Capaian tersebut disampaikan langsung oleh Menteri Koordinator Bidang Pangan Zulkifli Hasan (Zulhas) usai rapat koordinasi terbatas penguatan implementasi Peraturan Presiden Nomor 115 Tahun 2025 tentang Tata Kelola Penyelenggaraan MBG, di Jakarta, Kamis.
“Sampai hari ini, SPPG sudah (sebanyak) 22.091. Penerima manfaat sudah lebih dari angka bulat, 60 juta, lebih sedikit,” ujar Zulhas.
Tak hanya menyentuh penerima manfaat, pelaksanaan MBG juga menggerakkan rantai ekonomi besar. Zulhas mengungkapkan, tenaga kerja langsung di SPPG saat ini mencapai 924.424 orang. Selain itu, program ini melibatkan, 68.551 pemasok dan 21.413 mitra kerja.

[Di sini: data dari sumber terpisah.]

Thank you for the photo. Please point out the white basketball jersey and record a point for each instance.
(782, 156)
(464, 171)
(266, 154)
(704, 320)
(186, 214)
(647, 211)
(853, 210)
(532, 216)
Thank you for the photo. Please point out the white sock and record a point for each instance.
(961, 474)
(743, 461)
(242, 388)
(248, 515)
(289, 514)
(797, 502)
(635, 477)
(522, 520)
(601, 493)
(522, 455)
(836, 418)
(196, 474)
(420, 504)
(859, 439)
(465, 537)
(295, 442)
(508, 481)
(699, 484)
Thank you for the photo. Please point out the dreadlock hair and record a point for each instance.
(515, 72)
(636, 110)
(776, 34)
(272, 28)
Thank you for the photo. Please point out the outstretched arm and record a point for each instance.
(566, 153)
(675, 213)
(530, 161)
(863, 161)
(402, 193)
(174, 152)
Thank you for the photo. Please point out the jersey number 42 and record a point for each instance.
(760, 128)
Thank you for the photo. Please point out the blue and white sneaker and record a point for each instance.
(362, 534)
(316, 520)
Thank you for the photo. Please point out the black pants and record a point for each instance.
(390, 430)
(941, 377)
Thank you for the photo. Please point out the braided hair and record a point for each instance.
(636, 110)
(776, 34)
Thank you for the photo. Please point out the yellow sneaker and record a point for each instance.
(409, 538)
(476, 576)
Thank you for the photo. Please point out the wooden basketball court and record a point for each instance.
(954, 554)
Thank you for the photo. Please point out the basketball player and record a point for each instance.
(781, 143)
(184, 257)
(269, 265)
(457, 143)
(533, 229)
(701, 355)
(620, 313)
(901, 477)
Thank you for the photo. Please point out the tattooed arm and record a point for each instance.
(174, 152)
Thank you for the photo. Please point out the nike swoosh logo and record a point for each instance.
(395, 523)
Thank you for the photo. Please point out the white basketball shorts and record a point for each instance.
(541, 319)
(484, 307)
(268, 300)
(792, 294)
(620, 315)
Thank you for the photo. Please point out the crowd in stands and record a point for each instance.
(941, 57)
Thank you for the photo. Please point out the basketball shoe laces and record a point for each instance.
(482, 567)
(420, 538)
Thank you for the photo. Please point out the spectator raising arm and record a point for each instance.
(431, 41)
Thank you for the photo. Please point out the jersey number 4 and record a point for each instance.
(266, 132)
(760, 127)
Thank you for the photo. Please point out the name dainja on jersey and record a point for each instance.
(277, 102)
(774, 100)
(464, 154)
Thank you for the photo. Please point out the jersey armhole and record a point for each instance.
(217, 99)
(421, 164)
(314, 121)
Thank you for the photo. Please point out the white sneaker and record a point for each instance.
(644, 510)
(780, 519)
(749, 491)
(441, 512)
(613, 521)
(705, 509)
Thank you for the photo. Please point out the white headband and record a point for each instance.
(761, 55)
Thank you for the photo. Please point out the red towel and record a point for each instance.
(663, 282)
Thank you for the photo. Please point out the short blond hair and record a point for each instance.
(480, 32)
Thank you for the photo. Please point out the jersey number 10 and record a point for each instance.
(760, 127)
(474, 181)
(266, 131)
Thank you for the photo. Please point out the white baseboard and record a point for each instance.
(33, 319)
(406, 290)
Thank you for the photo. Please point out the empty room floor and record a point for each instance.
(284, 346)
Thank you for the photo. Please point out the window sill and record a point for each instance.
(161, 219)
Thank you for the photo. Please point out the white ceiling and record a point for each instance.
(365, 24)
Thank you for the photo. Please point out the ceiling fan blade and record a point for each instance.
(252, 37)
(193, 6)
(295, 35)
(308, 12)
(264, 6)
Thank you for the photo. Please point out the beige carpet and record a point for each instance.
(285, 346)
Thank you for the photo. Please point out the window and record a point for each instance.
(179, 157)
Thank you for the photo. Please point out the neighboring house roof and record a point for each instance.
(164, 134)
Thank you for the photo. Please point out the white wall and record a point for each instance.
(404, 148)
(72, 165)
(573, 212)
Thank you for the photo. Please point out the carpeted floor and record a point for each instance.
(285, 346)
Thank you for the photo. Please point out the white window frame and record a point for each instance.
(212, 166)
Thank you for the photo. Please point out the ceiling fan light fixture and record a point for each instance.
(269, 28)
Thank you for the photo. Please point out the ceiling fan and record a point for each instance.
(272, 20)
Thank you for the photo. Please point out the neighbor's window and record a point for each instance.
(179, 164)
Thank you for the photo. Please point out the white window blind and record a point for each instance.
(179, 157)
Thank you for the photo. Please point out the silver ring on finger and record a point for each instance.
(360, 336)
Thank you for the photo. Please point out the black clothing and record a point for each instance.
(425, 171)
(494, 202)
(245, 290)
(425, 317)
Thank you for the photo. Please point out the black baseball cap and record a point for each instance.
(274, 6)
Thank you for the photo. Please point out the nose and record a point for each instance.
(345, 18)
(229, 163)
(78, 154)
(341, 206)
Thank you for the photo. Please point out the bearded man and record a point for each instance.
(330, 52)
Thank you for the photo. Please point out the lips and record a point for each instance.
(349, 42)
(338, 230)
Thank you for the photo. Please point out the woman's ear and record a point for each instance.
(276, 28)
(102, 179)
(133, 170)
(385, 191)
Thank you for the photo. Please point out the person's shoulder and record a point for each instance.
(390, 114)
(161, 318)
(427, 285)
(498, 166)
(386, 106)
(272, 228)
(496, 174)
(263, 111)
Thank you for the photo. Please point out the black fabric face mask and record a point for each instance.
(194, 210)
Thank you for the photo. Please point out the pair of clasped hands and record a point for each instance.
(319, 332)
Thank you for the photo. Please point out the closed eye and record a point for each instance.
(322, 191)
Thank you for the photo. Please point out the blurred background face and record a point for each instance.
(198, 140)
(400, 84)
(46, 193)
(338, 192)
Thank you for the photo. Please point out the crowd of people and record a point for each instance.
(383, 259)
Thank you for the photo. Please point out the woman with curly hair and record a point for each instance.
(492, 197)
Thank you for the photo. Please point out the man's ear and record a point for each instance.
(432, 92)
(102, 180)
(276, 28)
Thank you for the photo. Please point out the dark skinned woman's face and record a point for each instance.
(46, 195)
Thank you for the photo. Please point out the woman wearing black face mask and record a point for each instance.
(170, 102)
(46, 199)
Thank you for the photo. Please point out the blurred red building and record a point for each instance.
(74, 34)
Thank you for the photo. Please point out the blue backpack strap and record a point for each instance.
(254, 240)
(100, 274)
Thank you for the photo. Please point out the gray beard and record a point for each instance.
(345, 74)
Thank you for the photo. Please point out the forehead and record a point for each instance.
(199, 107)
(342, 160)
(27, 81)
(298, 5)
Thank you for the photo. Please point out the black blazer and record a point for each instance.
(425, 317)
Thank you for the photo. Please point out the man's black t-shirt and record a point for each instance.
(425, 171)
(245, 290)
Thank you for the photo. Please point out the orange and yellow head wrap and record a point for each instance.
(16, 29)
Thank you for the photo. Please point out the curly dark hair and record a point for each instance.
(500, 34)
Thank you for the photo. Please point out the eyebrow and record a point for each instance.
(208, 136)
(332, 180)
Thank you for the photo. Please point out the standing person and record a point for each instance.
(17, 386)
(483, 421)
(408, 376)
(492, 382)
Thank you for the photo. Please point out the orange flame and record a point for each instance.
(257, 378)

Sementara itu, proses pengadaan Pegawai Pemerintah dengan Perjanjian Kerja (P3K) yang terkait program MBG juga terus berjalan, dengan 32.000 orang tengah diproses.
Dalam rapat tersebut, pemerintah juga menyepakati perlunya revisi Surat Keputusan Bersama (SKB) menteri terkait daftar lokasi pembangunan SPPG yang dibiayai pemerintah pusat, agar sesuai dengan kondisi lapangan.
Zulhas menjelaskan bahwa penugasan yang dibiayai Kementerian Keuangan akan disesuaikan dari 542 menjadi 315 lokasi. Sedangkan, penugasan terkait Kementerian Pekerjaan Umum disesuaikan dari 264 menjadi 222 lokasi.
“Ini nanti harus kerja sama dengan daerah. Ada yang soal pembayaran, soal tanah, dan lain-lain. Jadi harus dirapikan dulu,” tegasnya.
Sementara itu, Kepala Badan Gizi Nasional (BGN) Dadan Hindayana menegaskan bahwa pendataan penerima manfaat dilakukan secara detail bersama pemerintah daerah. Pendataan mencakup Kelompok masyarakat tanpa Nomor Induk Kependudukan (NIK) dan Anak usia sekolah yang putus sekolah. Langkah ini dilakukan agar program MBG benar-benar menjangkau kelompok rentan dan tepat sasaran.